It was impossible to ascertain whether The Guv really was dying of gangrene or merely making dark jokes about himself while drinking heavily.
'Come closer, Milton,' he ordered and I walked up to the window. Upon closer scrutiny The Guv looked terribly pale and completely drunk. It was difficult not to laugh at him in his red and yellow striped pyjamas standing on a footstool and peering through the window with a bottle of red wine in each hand. 'Milton, you've met Private Pinotage and Colonel Cabernet?' he said, holding out the wine. He winked at me and out of the side of his mouth whispered, 'I couldn't in all conscience split the platoon.'
I nodded in agreement as The Guv took a swig from Private Pinotage.
'Art Garfunkel, Milton!' he shouted unexpectedly loudly. 'You've bloody grown.
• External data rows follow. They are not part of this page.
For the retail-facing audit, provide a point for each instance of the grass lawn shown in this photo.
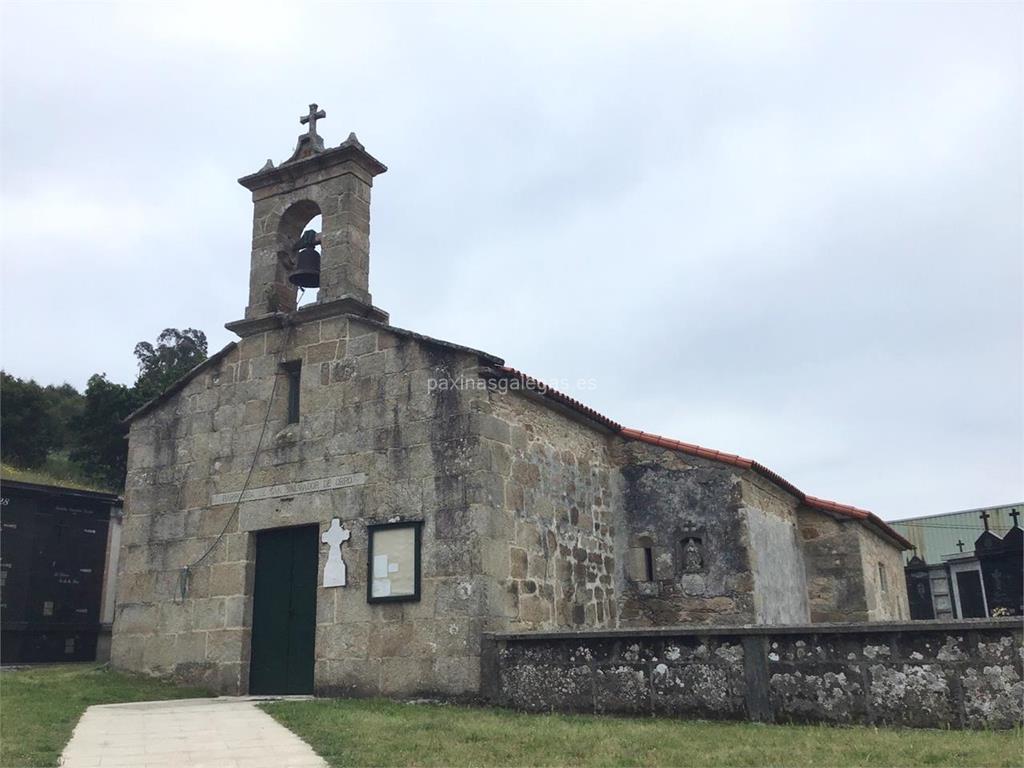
(386, 733)
(40, 706)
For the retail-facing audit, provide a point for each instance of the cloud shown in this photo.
(790, 230)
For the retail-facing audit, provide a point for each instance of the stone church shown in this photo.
(337, 505)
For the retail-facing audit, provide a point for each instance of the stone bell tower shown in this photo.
(333, 182)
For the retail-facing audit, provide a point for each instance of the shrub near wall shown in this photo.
(922, 674)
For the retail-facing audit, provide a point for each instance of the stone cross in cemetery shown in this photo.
(334, 571)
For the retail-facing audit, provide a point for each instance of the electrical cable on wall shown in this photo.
(185, 570)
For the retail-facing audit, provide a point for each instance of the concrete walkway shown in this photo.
(187, 733)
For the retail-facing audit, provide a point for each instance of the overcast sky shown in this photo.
(792, 232)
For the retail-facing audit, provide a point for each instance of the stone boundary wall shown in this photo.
(915, 674)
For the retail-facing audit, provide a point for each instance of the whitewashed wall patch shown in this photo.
(334, 571)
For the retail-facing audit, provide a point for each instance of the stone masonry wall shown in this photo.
(834, 567)
(669, 498)
(776, 558)
(555, 495)
(886, 602)
(925, 674)
(367, 412)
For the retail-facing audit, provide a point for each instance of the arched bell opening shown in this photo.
(298, 254)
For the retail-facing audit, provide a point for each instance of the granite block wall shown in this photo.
(925, 674)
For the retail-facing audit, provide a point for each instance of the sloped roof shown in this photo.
(822, 505)
(498, 366)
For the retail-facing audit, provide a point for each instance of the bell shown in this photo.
(306, 271)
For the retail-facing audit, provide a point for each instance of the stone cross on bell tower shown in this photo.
(333, 182)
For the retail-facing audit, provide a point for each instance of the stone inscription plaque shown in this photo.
(290, 488)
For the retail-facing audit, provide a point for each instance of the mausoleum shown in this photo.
(332, 504)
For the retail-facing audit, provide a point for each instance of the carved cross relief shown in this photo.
(334, 571)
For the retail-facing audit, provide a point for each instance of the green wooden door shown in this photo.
(284, 611)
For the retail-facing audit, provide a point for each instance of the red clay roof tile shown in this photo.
(823, 505)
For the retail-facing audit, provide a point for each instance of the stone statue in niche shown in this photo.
(334, 571)
(692, 556)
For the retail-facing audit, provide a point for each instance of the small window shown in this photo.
(293, 371)
(393, 555)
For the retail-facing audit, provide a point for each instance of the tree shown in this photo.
(102, 444)
(29, 429)
(65, 403)
(176, 353)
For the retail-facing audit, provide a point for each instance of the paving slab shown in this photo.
(225, 732)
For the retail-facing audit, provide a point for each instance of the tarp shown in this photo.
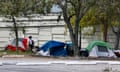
(100, 43)
(22, 44)
(100, 49)
(55, 48)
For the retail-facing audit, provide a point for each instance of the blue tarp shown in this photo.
(56, 48)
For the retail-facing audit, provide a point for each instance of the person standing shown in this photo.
(31, 43)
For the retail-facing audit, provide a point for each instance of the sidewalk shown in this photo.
(29, 60)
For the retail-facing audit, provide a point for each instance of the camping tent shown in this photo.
(53, 48)
(100, 49)
(22, 44)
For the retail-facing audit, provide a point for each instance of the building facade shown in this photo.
(45, 28)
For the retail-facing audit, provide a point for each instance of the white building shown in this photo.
(44, 28)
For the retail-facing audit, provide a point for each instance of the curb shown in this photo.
(33, 63)
(61, 62)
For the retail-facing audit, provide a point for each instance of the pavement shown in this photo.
(39, 60)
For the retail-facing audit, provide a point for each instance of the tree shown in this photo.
(77, 8)
(16, 8)
(116, 23)
(101, 14)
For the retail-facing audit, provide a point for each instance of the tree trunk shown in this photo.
(16, 32)
(105, 32)
(117, 42)
(76, 48)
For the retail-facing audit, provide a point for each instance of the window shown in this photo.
(102, 49)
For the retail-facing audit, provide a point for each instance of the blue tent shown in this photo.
(56, 48)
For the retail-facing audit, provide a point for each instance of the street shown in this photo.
(59, 68)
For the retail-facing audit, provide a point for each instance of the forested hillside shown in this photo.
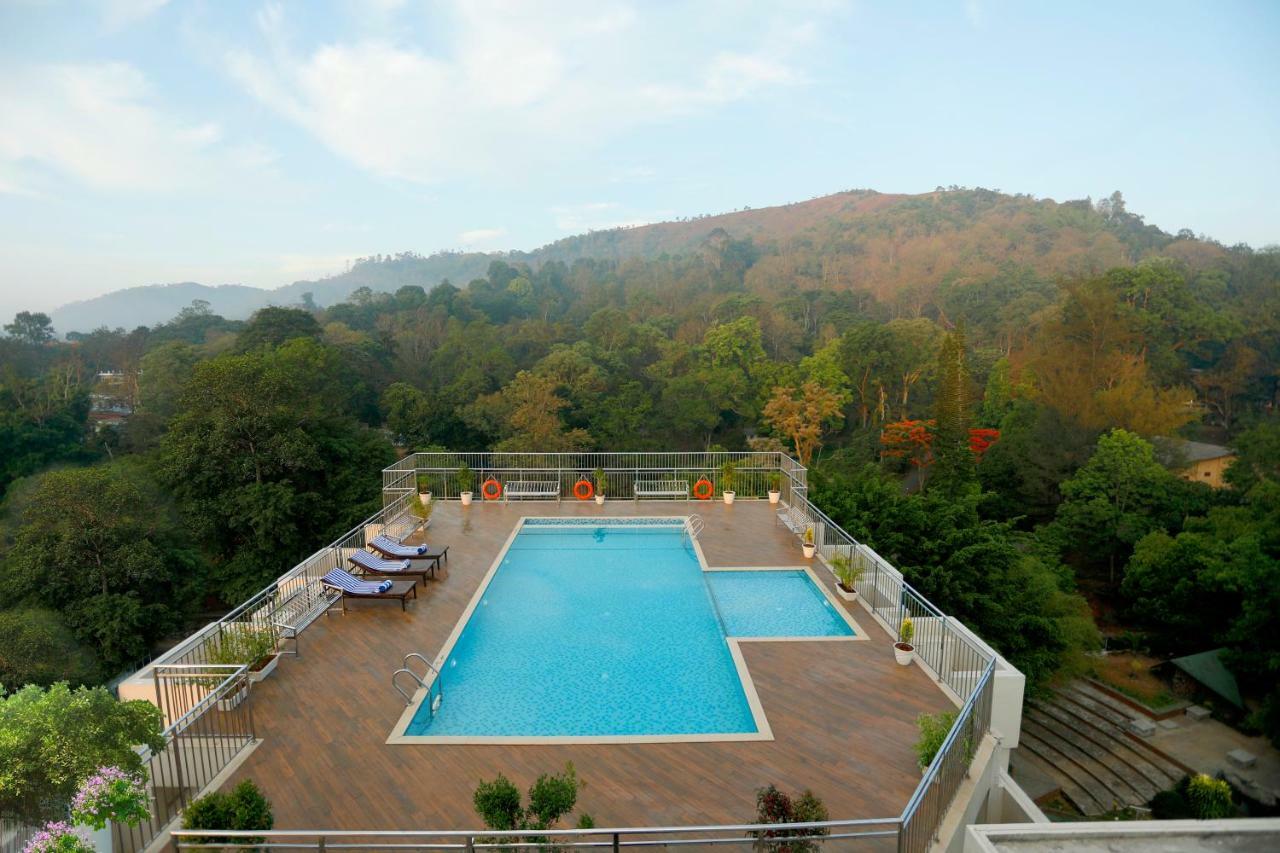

Or should I say you've sprouted?' He angled Colonel Cabernet in my direction and said, Just as well, old boy. If you ask me, you were beginning to take on the appearance of a consumptive David Bowie.
I laughed loudly, but The Guv remained deadly serious.
'Between these four walls, I may have picked up a case of the pox from a large nurse in the psychiatric wing.' He pointed Private Pinotage at his nethers and said he planned to go down all guns blazing. By this stage I wasn't sure if he was referring to the nurse, death, wine, or the pox.
I also pondered a possible link between the pox and the VD plague.
When I pushed him for further details about his disease he shouted, 'No bloody comment!' and slammed the window shut.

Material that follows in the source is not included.